Today we mark the Feast of St. Clare of Assisi, the woman who took her inspiration from St. Francis of Assisi and became what he called his “little plant.” Together these two began a movement that inspired hundreds of thousands, men and woman from every walk of life, to follow in their footsteps. The greater Franciscan family stands as a witness to their devotion to this way of life which has changed the face of the Church even in our own age.
Both Francis and Clare were known for their love of Lady Poverty. While the male members of the Franciscan Family faced little opposition to their embrace of this austere form of life, St. Clare fought until her dying day for the “privilege of poverty.” Those who governed the Church were of the opinion that this form of life was too difficult for women and tried to deny her desire to live completely dependent upon the providence of God. Undaunted, she persisted in her desire and was finally granted her desire with papal sanction on the day before she died.

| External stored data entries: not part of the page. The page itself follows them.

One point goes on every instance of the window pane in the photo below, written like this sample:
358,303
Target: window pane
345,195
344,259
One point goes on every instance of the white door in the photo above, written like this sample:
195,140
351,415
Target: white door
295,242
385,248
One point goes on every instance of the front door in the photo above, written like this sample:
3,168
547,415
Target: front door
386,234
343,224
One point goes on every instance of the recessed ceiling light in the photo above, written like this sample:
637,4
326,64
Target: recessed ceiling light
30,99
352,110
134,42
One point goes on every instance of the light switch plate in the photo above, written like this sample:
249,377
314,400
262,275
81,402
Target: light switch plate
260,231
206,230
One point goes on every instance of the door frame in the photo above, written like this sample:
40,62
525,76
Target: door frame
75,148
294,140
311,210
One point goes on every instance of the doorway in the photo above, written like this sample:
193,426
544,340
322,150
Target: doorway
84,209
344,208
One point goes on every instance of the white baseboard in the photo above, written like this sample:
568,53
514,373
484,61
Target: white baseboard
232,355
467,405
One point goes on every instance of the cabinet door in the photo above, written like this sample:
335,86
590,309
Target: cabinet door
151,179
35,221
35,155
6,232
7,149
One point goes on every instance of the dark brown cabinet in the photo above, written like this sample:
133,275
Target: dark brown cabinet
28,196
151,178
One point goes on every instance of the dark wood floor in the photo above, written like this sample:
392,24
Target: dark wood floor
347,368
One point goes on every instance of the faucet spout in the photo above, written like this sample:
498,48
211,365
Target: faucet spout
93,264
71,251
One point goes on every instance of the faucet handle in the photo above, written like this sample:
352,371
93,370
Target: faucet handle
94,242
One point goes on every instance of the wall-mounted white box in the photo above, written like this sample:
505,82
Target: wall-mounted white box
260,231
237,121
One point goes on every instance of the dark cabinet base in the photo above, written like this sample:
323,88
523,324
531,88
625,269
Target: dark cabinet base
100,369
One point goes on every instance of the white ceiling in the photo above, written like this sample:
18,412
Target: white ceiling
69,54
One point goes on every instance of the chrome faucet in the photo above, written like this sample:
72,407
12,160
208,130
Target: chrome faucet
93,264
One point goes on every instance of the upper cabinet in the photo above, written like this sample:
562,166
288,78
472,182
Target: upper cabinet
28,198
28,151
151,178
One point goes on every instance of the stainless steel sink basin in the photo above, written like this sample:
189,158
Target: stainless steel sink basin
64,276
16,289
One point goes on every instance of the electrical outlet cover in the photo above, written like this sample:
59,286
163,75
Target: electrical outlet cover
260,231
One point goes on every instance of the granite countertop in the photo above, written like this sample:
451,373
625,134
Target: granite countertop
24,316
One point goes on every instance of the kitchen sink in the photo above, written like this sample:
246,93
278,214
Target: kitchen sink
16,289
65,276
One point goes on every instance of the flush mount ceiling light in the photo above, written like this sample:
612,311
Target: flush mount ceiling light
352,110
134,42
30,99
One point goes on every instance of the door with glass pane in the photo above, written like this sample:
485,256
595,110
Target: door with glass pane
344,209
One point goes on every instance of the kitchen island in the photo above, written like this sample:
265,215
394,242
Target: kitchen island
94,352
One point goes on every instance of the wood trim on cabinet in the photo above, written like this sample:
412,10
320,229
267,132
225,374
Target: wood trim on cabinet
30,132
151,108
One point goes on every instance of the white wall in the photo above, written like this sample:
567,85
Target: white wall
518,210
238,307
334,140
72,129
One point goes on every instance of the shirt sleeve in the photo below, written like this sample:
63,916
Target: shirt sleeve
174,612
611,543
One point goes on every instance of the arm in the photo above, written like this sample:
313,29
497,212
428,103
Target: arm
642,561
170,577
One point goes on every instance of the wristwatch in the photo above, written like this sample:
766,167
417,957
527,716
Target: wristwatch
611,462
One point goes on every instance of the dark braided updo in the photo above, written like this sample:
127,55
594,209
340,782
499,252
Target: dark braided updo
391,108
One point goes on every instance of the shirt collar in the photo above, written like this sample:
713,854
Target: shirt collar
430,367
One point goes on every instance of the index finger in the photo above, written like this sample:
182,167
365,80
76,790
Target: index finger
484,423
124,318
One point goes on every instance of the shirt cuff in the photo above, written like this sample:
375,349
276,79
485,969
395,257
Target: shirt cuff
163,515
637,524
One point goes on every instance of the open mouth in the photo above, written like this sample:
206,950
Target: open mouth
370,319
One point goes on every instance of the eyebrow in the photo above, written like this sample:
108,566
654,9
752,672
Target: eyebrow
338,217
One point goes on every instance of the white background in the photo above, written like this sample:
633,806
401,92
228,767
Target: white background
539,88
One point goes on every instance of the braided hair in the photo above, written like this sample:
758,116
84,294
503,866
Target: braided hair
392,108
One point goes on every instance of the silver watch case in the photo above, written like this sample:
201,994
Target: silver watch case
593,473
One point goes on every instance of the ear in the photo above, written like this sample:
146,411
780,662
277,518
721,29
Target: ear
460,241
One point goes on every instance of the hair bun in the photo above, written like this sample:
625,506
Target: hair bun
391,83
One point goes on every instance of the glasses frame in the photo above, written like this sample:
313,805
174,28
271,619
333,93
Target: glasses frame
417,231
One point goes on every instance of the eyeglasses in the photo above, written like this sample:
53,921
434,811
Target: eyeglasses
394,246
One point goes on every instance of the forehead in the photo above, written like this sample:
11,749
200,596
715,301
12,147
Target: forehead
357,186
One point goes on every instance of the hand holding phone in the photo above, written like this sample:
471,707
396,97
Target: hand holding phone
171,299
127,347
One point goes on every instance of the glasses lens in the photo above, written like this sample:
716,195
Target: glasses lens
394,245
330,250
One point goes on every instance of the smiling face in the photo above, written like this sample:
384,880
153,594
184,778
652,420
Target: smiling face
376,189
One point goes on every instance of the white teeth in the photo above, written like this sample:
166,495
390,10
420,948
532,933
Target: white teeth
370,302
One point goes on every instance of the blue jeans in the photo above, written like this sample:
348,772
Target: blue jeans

While complete poverty is oftentimes regarded as the chief charism of the Franciscan way of life, it must also be understood that poverty was simply a means to an end. Both Francis and Clare chose to live a life unencumbered with possessions so that they would be free to live the Gospel of Jesus Christ in a radical fashion, choosing to regard all parts of creation as “brothers” and “sisters.” The charism of charity is really the defining characteristic of the Franciscan way of life. Both Francis and Clare demonstrated over and over again that they were moved by love of their brothers and sisters. They broke with all the usual customs of religious life in order to witness to the world the power of communal life. The legends that are cherished by the friars and the poor ladies are those that demonstrate this great love and brotherly and sisterly spirit.
If there is one difference between these two holy pillars from Assisi, it can be said that while Francis arrived at sanctity through a conversion from a life of sin, St. Clare demonstrated a holiness of life even before she left her family home in the dead of night and joined Francis and his followers at Our Lady of the Angels. She was known for her holiness and for her care for the poor even while still living in her family home, gathering around her the other women of the household for prayer and serving the needs of the poor of Assisi. When she did finally join St. Francis, it was only days before the other women of her household, sisters, mother, and servants joined her. So quickly did her little band of sisters grow that St. Francis gave them the little church and convent of San Damiano outside the walls of Assisi as their home and foundation. Today, the proto-monastery still keeps the crucifix that first spoke to Francis and called him to “rebuild my Church.”
The spirit of St. Francis and St. Clare lives today. It is that spirit that not only informs the lives of the men and women who profess this way of life, it has been renewed by the choice of our Holy Father to be known as “Francis,” the man who first wanted a poor Church for the poor. His voice joins that of St. Francis and St. Clare in setting aside the wealth and riches of this world in order to better live out the spirit of the Gospel of Our Lord Jesus Christ.